He said he believed the Chief Justice was also “embarrassed by the judicial appointments system”. The only danger, he said, was that a system of political patronage would be replaced by one controlled by “a cabal of lawyers”.

Mr Ross was speaking before the release by the Courts Service of comments by the Chief Justice where she pointed out that the judiciary had been advocating change for years and that its position was being misrepresented.

In yesterday's edition of the Sunday Business Post, Mr Ross was reported as saying that resistance from the judiciary was why there had been no changes to the judicial appointments and disciplinary systems for the past two decades.

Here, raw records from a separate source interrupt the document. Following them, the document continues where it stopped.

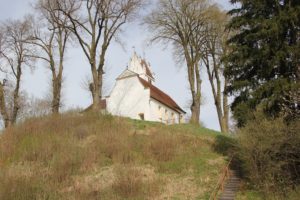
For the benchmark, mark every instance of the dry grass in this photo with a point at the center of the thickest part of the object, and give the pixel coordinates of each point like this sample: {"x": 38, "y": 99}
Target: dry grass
{"x": 90, "y": 156}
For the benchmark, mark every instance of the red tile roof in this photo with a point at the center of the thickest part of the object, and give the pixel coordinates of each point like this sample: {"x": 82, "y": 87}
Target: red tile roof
{"x": 160, "y": 96}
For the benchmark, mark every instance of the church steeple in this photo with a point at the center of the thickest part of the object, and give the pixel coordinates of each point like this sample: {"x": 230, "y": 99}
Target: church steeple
{"x": 141, "y": 67}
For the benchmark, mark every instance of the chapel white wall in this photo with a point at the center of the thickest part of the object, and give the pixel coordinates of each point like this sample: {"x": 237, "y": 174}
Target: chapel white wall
{"x": 129, "y": 98}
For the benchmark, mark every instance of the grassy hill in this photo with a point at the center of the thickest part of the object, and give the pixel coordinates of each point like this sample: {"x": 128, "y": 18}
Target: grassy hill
{"x": 89, "y": 156}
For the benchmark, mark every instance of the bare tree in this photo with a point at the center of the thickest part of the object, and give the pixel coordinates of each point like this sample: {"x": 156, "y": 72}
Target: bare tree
{"x": 51, "y": 36}
{"x": 181, "y": 23}
{"x": 95, "y": 23}
{"x": 214, "y": 49}
{"x": 14, "y": 59}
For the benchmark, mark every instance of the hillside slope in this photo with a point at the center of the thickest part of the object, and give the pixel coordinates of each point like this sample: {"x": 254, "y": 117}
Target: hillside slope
{"x": 89, "y": 156}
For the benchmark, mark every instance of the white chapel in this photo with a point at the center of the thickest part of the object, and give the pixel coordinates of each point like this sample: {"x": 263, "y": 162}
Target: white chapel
{"x": 135, "y": 96}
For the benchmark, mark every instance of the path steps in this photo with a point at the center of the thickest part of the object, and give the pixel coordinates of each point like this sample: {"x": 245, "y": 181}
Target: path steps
{"x": 231, "y": 186}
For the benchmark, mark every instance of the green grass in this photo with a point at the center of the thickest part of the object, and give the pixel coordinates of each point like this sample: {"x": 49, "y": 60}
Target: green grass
{"x": 90, "y": 156}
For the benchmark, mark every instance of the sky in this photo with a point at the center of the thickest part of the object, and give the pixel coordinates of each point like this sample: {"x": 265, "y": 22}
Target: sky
{"x": 170, "y": 76}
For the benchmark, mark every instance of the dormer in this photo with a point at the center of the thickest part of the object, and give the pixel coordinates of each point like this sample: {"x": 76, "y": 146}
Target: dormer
{"x": 141, "y": 67}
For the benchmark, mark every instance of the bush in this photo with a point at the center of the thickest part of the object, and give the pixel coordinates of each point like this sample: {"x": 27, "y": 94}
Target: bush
{"x": 269, "y": 149}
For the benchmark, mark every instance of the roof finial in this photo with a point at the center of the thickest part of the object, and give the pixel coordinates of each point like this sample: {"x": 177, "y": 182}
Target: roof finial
{"x": 133, "y": 47}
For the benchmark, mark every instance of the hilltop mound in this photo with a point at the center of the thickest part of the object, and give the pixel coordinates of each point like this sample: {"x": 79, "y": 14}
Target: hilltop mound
{"x": 89, "y": 156}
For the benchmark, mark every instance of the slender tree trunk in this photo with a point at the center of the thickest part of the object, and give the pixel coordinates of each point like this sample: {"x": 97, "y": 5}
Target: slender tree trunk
{"x": 225, "y": 109}
{"x": 3, "y": 110}
{"x": 57, "y": 82}
{"x": 195, "y": 86}
{"x": 16, "y": 105}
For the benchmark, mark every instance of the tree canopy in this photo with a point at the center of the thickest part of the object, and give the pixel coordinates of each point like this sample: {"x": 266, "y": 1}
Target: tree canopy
{"x": 264, "y": 66}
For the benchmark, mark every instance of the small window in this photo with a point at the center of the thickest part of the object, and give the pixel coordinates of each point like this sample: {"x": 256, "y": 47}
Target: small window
{"x": 142, "y": 117}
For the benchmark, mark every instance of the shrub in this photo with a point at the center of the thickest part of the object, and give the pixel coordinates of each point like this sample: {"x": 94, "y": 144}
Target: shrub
{"x": 269, "y": 149}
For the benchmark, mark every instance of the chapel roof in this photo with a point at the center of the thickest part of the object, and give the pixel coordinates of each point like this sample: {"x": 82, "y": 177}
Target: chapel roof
{"x": 160, "y": 96}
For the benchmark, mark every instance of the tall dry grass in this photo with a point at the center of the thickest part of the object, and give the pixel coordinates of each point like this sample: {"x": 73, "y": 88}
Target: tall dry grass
{"x": 63, "y": 157}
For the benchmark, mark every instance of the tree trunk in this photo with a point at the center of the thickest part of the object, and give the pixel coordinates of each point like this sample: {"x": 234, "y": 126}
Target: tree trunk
{"x": 57, "y": 82}
{"x": 16, "y": 102}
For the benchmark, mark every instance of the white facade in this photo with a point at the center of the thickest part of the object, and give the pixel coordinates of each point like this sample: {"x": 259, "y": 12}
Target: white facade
{"x": 132, "y": 97}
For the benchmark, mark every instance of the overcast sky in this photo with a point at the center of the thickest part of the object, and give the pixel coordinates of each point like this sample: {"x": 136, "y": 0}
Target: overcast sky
{"x": 170, "y": 77}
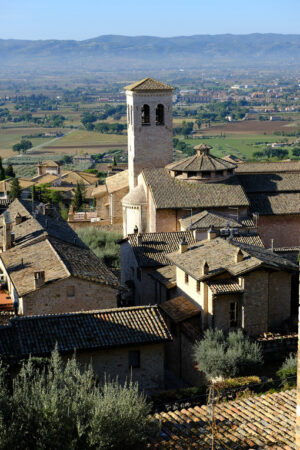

“To me, it is very important that the judges, who are masters of delay, are not allowed to procrastinate on this and put it off. We’ve been waiting 20 years for judicial reform and it’s been put off time and time again, in a very clever way.”

Register of interests

Early last week Mr Ross raised, for the first time, the idea that a public register of interests should be introduced for judges as part of the Judicial Council Bill. "I don't think it will delay the Bill," he told The Irish Times.

“It would take 20 minutes to do, if we agree on it.”

The Bill is close to completion and will be published without a reference to a register of interests. However, the inclusion of a register of interests could be considered as the Bill goes through the Oireachtas, according to the Tánaiste and Minister for Justice and Equality, Frances Fitzgerald.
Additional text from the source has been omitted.